4.3. Various data types

Groonga is a full text search engine but also serves as a column-oriented data store. Groonga supports various data types, such as numeric types, string types, date and time type, longitude and latitude types, etc. This tutorial shows a list of data types and explains how to use them.

4.3.1. Overview

The basic data types of Groonga are roughly divided into 5 groups --- boolean type, numeric types, string types, date/time type and longitude/latitude types. The numeric types are further divided according to whether integer or floating point number, signed or unsigned and the number of bits allocated to each integer. The string types are further divided according to the maximum length. The longitude/latitude types are further divided according to the geographic coordinate system. For more details, see Data types.

In addition, Groonga supports reference types and vector types. Reference types are designed for accessing other tables. Vector types are designed for storing a variable number of values in one element.

First, let's create a table for this tutorial.

Execution example:

table_create --name ToyBox --flags TABLE_HASH_KEY --key_type ShortText
# [[0, 1337566253.89858, 0.000355720520019531], true]

4.3.2. Boolean type

The boolean type is used to store true or false. To create a boolean type column, specify Bool to the type parameter of column_create command. The default value of the boolean type is false.

The following example creates a boolean type column and adds three records. Note that the third record has the default value because no value is specified.

Execution example:

column_create --table ToyBox --name is_animal --type Bool
# [[0, 1337566253.89858, 0.000355720520019531], true]
load --table ToyBox
[
{"_key":"Monkey","is_animal":true}
{"_key":"Flower","is_animal":false}
{"_key":"Block"}
]
# [[0, 1337566253.89858, 0.000355720520019531], 3]
select --table ToyBox --output_columns _key,is_animal
# [
#   [
#     0,
#     1337566253.89858,
#     0.000355720520019531
#   ],
#   [
#     [
#       [
#         3
#       ],
#       [
#         [
#           "_key",
#           "ShortText"
#         ],
#         [
#           "is_animal",
#           "Bool"
#         ]
#       ],
#       [
#         "Monkey",
#         true
#       ],
#       [
#         "Flower",
#         false
#       ],
#       [
#         "Block",
#         false
#       ]
#     ]
#   ]
# ]

4.3.3. Numeric types

The numeric types are divided into integer types and a floating point number type. The integer types are further divided into the signed integer types and unsigned integer types. In addition, you can choose the number of bits allocated to each integer. For more details, see Data types. The default value of the numeric types is 0.

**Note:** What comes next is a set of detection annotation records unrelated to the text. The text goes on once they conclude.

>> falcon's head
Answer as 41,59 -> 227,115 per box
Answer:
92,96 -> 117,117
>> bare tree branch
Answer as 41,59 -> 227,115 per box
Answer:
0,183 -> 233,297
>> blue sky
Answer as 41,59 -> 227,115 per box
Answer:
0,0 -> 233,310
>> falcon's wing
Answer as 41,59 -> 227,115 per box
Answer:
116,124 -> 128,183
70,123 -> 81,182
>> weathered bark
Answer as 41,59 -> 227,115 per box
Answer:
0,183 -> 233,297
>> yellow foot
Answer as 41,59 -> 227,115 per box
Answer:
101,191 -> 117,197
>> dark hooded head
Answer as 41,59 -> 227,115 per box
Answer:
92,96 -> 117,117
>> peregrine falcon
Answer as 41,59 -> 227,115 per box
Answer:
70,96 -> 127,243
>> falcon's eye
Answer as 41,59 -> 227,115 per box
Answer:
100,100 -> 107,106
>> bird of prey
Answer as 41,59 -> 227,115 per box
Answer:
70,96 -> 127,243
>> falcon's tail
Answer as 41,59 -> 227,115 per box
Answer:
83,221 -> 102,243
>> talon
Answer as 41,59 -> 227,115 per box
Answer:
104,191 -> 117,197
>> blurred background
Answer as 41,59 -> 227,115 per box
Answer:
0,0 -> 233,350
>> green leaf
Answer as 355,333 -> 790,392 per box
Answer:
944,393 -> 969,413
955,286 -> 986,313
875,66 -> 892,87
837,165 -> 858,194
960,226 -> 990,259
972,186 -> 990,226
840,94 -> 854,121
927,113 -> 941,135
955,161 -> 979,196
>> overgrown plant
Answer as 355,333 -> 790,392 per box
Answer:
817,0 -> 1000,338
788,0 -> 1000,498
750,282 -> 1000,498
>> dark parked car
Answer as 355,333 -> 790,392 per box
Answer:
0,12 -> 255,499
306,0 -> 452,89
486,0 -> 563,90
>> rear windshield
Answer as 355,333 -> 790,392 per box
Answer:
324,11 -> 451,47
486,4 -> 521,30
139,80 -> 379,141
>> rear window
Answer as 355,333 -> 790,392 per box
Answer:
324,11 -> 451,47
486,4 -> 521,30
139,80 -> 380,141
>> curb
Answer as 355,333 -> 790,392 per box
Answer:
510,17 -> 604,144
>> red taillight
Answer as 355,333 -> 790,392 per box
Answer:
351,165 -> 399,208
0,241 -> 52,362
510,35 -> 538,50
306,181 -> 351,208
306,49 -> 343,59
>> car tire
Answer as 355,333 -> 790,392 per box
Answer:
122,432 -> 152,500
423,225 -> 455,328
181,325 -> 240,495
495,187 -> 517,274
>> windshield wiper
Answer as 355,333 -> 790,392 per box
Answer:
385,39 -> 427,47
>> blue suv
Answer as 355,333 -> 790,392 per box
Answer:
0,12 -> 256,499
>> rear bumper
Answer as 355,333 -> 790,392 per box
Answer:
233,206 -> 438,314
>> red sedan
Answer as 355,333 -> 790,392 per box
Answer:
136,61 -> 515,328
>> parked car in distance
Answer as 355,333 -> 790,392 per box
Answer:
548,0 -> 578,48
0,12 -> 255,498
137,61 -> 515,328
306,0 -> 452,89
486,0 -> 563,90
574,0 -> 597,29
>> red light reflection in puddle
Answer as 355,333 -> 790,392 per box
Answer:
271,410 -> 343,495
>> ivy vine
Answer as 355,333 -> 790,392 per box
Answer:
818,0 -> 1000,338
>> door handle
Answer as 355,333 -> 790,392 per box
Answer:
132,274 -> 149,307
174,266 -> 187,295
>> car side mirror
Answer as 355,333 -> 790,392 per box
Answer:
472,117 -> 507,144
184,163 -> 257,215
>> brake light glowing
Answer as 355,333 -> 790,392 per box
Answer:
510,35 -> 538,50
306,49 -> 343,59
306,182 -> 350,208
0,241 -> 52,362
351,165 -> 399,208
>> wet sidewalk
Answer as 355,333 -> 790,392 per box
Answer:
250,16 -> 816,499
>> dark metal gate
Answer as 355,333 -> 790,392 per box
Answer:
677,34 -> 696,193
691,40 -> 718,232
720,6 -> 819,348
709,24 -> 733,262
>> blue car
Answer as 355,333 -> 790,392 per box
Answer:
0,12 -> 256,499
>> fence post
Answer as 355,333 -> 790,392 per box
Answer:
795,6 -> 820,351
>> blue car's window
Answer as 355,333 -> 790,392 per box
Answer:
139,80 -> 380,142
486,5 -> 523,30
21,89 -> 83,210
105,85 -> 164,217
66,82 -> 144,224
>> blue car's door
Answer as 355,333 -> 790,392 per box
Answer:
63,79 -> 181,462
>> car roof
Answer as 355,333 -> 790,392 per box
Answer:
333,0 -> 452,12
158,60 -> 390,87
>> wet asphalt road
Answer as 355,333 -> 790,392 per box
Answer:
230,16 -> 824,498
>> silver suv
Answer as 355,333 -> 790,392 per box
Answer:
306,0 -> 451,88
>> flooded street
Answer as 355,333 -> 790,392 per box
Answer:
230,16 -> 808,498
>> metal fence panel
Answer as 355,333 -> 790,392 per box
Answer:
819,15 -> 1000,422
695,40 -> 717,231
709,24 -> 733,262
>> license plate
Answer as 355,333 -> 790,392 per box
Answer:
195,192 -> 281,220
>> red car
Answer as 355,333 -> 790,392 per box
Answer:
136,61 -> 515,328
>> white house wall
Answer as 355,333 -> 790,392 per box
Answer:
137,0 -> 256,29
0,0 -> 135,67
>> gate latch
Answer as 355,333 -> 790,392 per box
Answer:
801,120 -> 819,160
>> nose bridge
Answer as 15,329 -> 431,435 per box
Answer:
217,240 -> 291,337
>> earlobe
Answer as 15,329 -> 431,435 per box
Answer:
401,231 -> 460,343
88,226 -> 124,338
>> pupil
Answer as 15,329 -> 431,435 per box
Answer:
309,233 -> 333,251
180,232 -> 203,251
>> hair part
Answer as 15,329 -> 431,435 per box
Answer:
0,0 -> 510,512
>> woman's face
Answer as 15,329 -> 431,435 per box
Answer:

The following example creates an Int8 column and a Float column, and then updates existing records. The load command updates the weight column as expected. On the other hand, the price column values are different from the specified values because 15.9 is not an integer and 200 is too large. 15.9 is converted to 15 by removing the fractional part. 200 causes an overflow and the result becomes -56. Note that the result of an overflow/underflow is undefined.

Execution example:

column_create --table ToyBox --name price --type Int8
# [[0, 1337566253.89858, 0.000355720520019531], true]
column_create --table ToyBox --name weight --type Float
# [[0, 1337566253.89858, 0.000355720520019531], true]
load --table ToyBox
[
{"_key":"Monkey","price":15.9}
{"_key":"Flower","price":200,"weight":0.13}
{"_key":"Block","weight":25.7}
]
# [[0, 1337566253.89858, 0.000355720520019531], 3]
select --table ToyBox --output_columns _key,price,weight
# [
#   [
#     0,
#     1337566253.89858,
#     0.000355720520019531
#   ],
#   [
#     [
#       [
#         3
#       ],
#       [
#         [
#           "_key",
#           "ShortText"
#         ],
#         [
#           "price",
#           "Int8"
#         ],
#         [
#           "weight",
#           "Float"
#         ]
#       ],
#       [
#         "Monkey",
#         15,
#         0.0
#       ],
#       [
#         "Flower",
#         -56,
#         0.13
#       ],
#       [
#         "Block",
#         0,
#         25.7
#       ]
#     ]
#   ]
# ]

4.3.4. String types

The string types are divided according to the maximum length. For more details, see Data types. The default value is the zero-length string.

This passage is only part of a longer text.